Fascism brought a dark chapter to Verona’s history during World War II when many of its Jews were shipped off to Nazi concentration camps. Allied troops and anti-fascist elements were tortured and incarcerated within the city.
Today, Verona is a vibrant, colorful city, with beautifully preserved streets and architecture. It is nestled along the wide banks of the Adige river and lies close to lovely Lago Garda and the foothills of the Alps to the north.
The ancient Roman Arena built in 30 CE dominates the main piazza. We just missed the summer season of operas held when the arena becomes the beautiful settings for Verona’s major operatic festival. Still, there is much to see, do and experience. Because it is such and interesting and beautiful city, our two days in Verona were totally insufficient.

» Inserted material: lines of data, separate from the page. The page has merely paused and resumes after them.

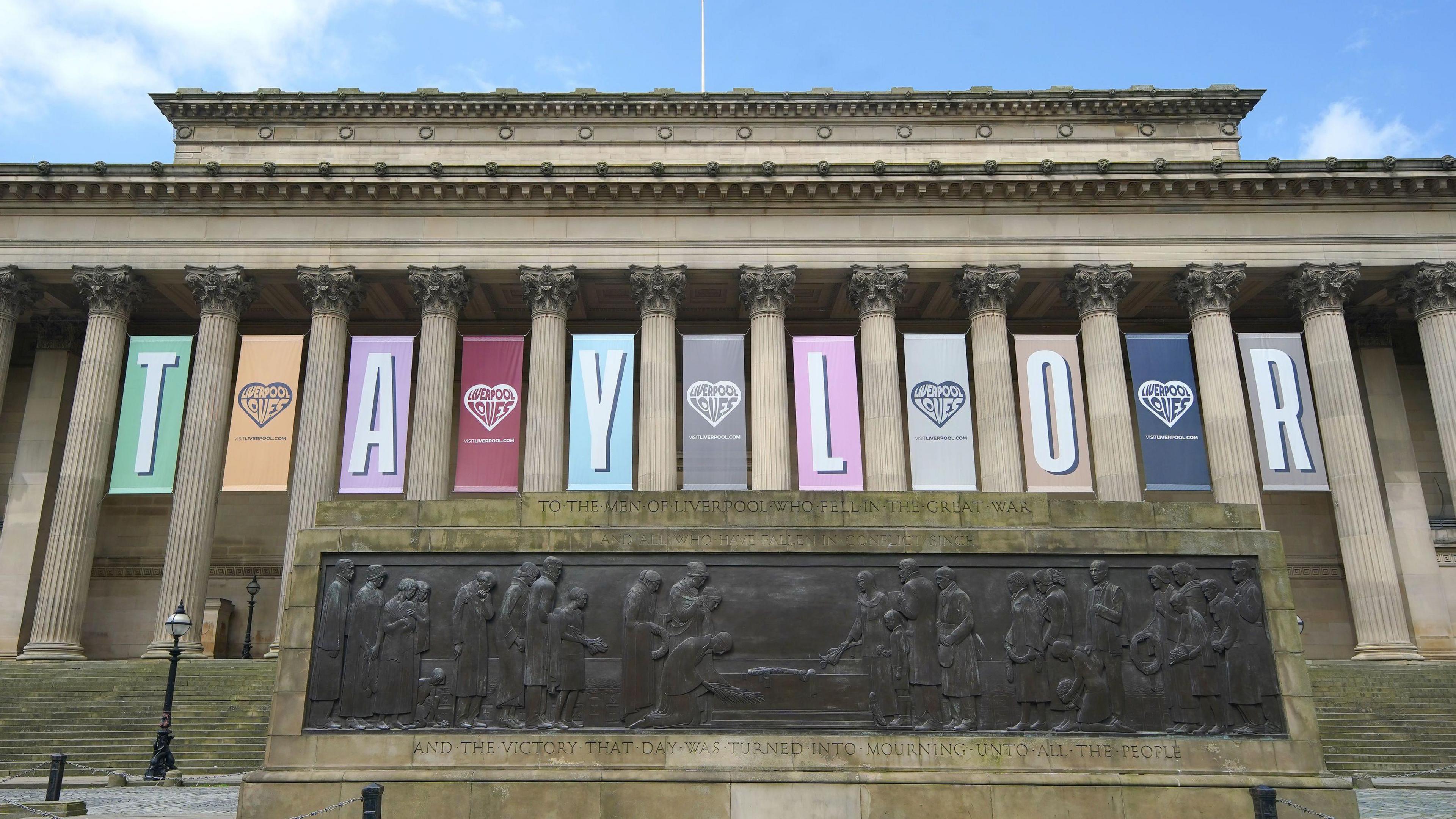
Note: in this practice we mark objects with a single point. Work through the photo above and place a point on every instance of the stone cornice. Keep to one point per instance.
(766, 288)
(991, 288)
(271, 105)
(18, 292)
(657, 289)
(1208, 288)
(440, 289)
(1097, 288)
(1321, 288)
(225, 290)
(110, 289)
(1428, 289)
(331, 289)
(877, 289)
(549, 289)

Wandering the streets of the old city, I found many interesting images. These photographs are some of the best I did on our trip.
Riding to work in the Piazza Bra at dawn.
A mix of architectural periods illustrates Verona’s over 2,000 year history.
Along the Adige.
The narrow, ancient streets of Verona old city are very pedestrian friendly. The shopping rivals Milan for luxurious and very expensive fashion.
Don’t you think this armoir would make a lovely addition to any bedroom room?
I’ve been playing with a technique that could convey some of the ancient feel within Verona. This one and the one below capture something more iconic.
Climbing the hill to Castell San Pietro.
Overlooking a part of Verona from the Castell San Pietro. A night-time, dusk or dawn view on a clear day would be beautiful.
Juliette’s balcony. Okay, it’s not the one they call her balcony. Then again, neither is the fraudulent balcony they perpetrate on the tourists. Not only was she a figment of Shakespeare’s brilliant imagination, but the eponymous balcony was added to the house in 1936, hundreds of years after she would have lived had she been real. You can also visit “Juliette’s Tomb”.
And finally, a Black and White HDR image of the Torre Lomberti just off the Piazza della Erbe, another of Verona’s icons.